Cette école publique était unique en son genre. On l’appelait «l’école à Émile», parce que c’était Émile Robichaud qui en était le directeur. Lui aussi était unique en son genre. Car pour mener une école publique comme s’il s’agissait d’une école privée à l’âge d’or des polyvalentes, fallait être fait fort. Assez fort pour reconnaître, quelque 35 ans plus tard, qu’il avait tout à fait raison.

M. Robichaud était avant tout un marginal du système. Qui refusait de céder du terrain aux fonctionnaires de l’enseignement, souvent éloignés de la réalité scolaire, préférant de loin mener les choses à sa manière. Quand on arrivait le matin, il se tenait sur le bord de la porte. Droit comme une barre, plutôt silencieux, mais d’une présence… On entrait dans son école. Parce que pour fréquenter Louis-Riel, fallait adhérer à son projet et à sa vision de l’enseignement. En début d’année, l’étudiant et ses parents devaient signer une espèce de contrat avec la direction et s’engager à respecter le code de l’étudiant. À la moindre défaillance, on nous ressortait la copie signée de cette entente. Pour M. Émile, l’engagement de tous était obligatoire et non négociable. Point à la ligne.

Les résultats académiques des étudiants de Louis-Riel étaient-ils meilleurs? Sais pas… On suppose que oui. Là où je puis certifier qu’il y avait une différence nette avec ce qui se faisait ailleurs, c’était qu’il y avait à cette école la garantie d’avoir un encadrement solide, avec un plan directeur articulé et cohérent.

M. Robichaud, faut dire qu’il en avait vu bien d’autres. Il prenait les étudiants pour ce qu’ils étaient, c’est-à-dire des ados qui devaient se trouver une place dans le camp des exécutants et non pas du côté du commandement. Je me souviens encore de certaines de ses phrases qui faisaient suer, mais qui, avec un peu de recul, étaient si justes. Des énoncés sans équivoque, du genre : «Vous n’êtes pas encore assez vieux pour faire des choix, mais bien suffisamment pour respecter ceux qu’on fera pour vous.» Ou encore : «Si vous avez envie qu’on vous traite comme des adultes, il nous fera plaisir de le faire. En vous accordant les privilèges ET les conséquences qui viennent avec…»  Vous savez, le genre de formules qu’on comprend tellement mieux quand on est rendu grand…

Si le cadre qu’offrait Louis-Riel à l’époque était strict, ça ne veut pas dire qu’il était répressif. Rigoureux, oui. Étouffant, jamais. Oui, il fallait respecter un code vestimentaire qui excluait le port des jeans.
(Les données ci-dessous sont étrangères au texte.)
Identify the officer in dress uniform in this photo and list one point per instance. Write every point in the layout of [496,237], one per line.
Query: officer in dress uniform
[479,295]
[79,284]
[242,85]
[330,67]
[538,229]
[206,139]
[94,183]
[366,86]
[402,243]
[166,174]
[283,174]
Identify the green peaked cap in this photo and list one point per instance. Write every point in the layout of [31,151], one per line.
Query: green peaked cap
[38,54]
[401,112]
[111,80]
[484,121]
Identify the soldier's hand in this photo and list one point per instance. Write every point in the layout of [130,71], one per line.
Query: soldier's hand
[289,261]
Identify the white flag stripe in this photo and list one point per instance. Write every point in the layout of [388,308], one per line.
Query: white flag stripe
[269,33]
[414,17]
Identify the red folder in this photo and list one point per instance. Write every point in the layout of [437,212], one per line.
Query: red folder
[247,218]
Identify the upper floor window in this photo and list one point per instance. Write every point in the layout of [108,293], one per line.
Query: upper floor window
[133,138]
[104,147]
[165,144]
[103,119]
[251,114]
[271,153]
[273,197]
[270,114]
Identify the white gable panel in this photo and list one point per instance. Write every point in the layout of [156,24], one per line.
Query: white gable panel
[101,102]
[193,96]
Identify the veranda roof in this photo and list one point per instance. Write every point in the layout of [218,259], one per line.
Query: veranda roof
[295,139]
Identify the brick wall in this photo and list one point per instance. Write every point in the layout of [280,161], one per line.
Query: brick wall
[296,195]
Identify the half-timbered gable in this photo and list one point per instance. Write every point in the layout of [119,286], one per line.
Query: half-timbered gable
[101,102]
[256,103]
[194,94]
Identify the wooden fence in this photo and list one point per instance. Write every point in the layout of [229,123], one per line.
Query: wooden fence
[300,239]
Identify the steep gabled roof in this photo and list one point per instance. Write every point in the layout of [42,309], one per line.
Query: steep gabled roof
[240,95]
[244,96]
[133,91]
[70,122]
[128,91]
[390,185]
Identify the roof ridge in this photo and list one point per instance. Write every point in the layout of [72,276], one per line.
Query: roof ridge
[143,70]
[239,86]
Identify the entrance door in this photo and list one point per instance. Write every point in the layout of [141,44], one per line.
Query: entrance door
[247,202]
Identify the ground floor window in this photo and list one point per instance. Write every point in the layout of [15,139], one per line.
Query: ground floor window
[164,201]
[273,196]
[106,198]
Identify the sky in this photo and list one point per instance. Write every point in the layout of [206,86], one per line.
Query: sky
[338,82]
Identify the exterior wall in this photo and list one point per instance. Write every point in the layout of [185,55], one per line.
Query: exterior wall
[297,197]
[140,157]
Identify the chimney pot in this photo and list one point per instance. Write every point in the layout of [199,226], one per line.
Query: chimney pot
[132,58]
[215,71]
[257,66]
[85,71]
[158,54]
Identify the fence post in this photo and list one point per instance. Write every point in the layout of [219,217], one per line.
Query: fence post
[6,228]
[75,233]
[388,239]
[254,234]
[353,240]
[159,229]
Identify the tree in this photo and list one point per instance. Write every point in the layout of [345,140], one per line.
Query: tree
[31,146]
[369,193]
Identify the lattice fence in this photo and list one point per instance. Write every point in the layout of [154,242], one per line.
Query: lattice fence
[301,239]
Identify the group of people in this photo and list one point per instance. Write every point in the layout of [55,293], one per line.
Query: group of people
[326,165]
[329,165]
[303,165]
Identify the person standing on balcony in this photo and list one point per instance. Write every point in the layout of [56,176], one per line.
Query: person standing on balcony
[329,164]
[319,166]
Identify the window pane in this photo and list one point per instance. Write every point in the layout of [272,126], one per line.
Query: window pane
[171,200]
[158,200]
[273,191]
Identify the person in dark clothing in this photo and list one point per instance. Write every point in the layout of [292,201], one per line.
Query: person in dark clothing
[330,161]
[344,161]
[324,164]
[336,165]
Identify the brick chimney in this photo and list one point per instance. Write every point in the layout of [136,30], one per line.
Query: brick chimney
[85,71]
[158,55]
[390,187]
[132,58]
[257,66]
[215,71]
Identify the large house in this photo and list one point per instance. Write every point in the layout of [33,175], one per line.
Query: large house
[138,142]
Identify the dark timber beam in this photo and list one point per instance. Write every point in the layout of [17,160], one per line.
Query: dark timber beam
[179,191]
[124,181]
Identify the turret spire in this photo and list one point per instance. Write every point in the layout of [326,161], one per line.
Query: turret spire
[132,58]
On devait également vouvoyer tout le personnel, ainsi que se tenir droit sur sa chaise quand on allait à la bibliothèque. Est-ce que ça a déjà fait mourir quelqu’un, ça? Et oui encore, les parents étaient systématiquement mis au parfum de la moindre incartade ou contre-performance de leur enfant. C’était un engagement formel de la direction. Mais à l’opposé, non, on ne circulait pas dans les corridors au rythme d’une marche militaire. Et non, on ne donnait pas la strappe aux plus turbulents ni des taloches à ceux qui coulaient un examen.

Dans cette école de 1977, au milieu du triangle formé par la direction, les élèves et les parents, il y avait écrit le mot r-e-s-p-e-c-t. En 2011, je suis convaincu qu’il n’y a pas un parent que ne voudrait pas voir son enfant fréquenter cette école. M. Robichaud, décidément, vous aviez raison.

– Les opinions exprimées dans cette tribune ne sont pas nécessairement celles de Métro.